Tear Down This Wall: What's Up With the Opening Lines?
Tear Down This Wall: What's Up With the Opening Lines?
Thank you very much. Chancellor Kohl, Governing Mayor Diepgen, ladies and gentlemen: Twenty four years ago, President John F. Kennedy visited Berlin, speaking to the people of this city and the world at the city hall. Well, since then two other presidents have come, each in his turn, to Berlin. And today I, myself, make my second visit to your city.
We come to Berlin, we American Presidents, because it's our duty to speak, in this place, of freedom. But I must confess, we're drawn here by other things as well: by the feeling of history in this city, more than 500 years older than our own nation; by the beauty of the Grunewald and the Tiergarten; most of all, by your courage and determination. Perhaps the composer, Paul Lincke, understood something about American Presidents. You see, like so many Presidents before me, I come here today because wherever I go, whatever I do: "Ich hab noch einen koffer in Berlin." [I still have a suitcase in Berlin.]
Our gathering today is being broadcast throughout Western Europe and North America. I understand that it is being seen and heard as well in the East. To those listening throughout Eastern Europe, I extend my warmest greetings and the good will of the American people. To those listening in East Berlin, a special word: Although I cannot be with you, I address my remarks to you just as surely as to those standing here before me. For I join you, as I join your fellow countrymen in the West, in this firm, this unalterable belief: Es gibt nur ein Berlin. [There is only one Berlin.] (1-12)
In the very first sentence, Reagan brings up JFK's visit to Berlin twenty-four years earlier. Why? Why bring up that visit instead of, say, Nixon's trip to the city in 1969?
Well, because President Nixon didn't call himself a jelly doughnut in front of hundreds of thousands of people.
Neither did JFK, actually. But his Beantown-accented "Ich bin ein Berliner" ("Berliner" is slang for "jelly donut" in some parts of Deutschland, but it's called Pfannkuchen in Berlin) had been super well-received back in the day, and Reagan was about to bring it back and turn it into a thing once more.

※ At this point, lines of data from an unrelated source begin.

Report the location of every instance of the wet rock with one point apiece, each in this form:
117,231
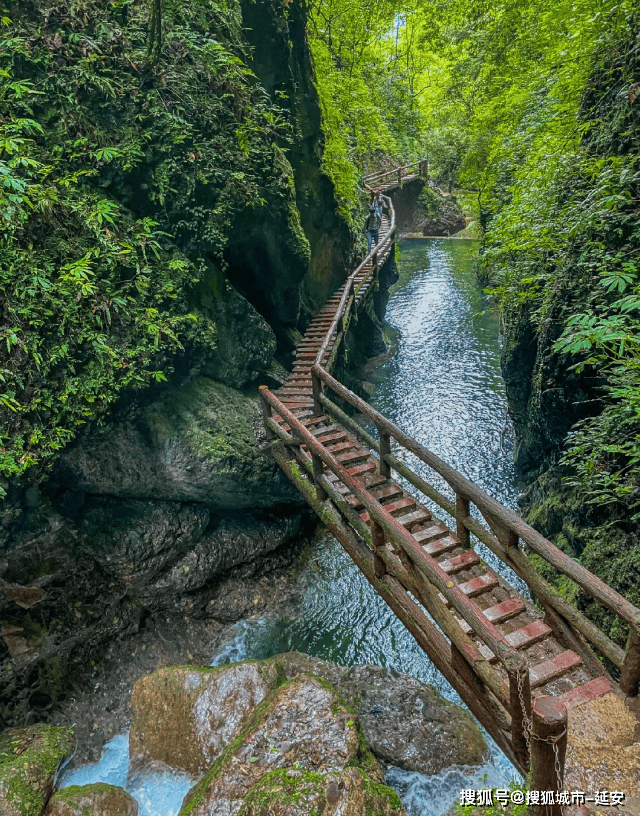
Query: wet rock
300,744
92,800
235,540
405,722
199,443
185,717
29,761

Mentioning it now was just priming the pump for when Reagan would really make it rain with his "Es gibt nur ein Berlin" later on (12).
In fact, it doesn't take long for Reagan to start talking about the city of Berlin like he grew up there. He gets all poetic about the history, the pretty forests, and the "courage and determination" of the Berlin people (5). Everyone knows this dude hasn't spent any serious time in Berlin; this was only his second presidential visit to the city and his third visit ever. But his audience ate it up like bacon when he quoted one of Berlin's unofficial anthems: "Ich hab' noch einen Koffer in Berlin" (7).
So what's the point of all this? The point is solidarity. Reagan uses the first seven or so lines of this speech to reaffirm the bond between the United States (and the West) and West Germany. Brotherhood. Unity. Or, in this case, re-unity.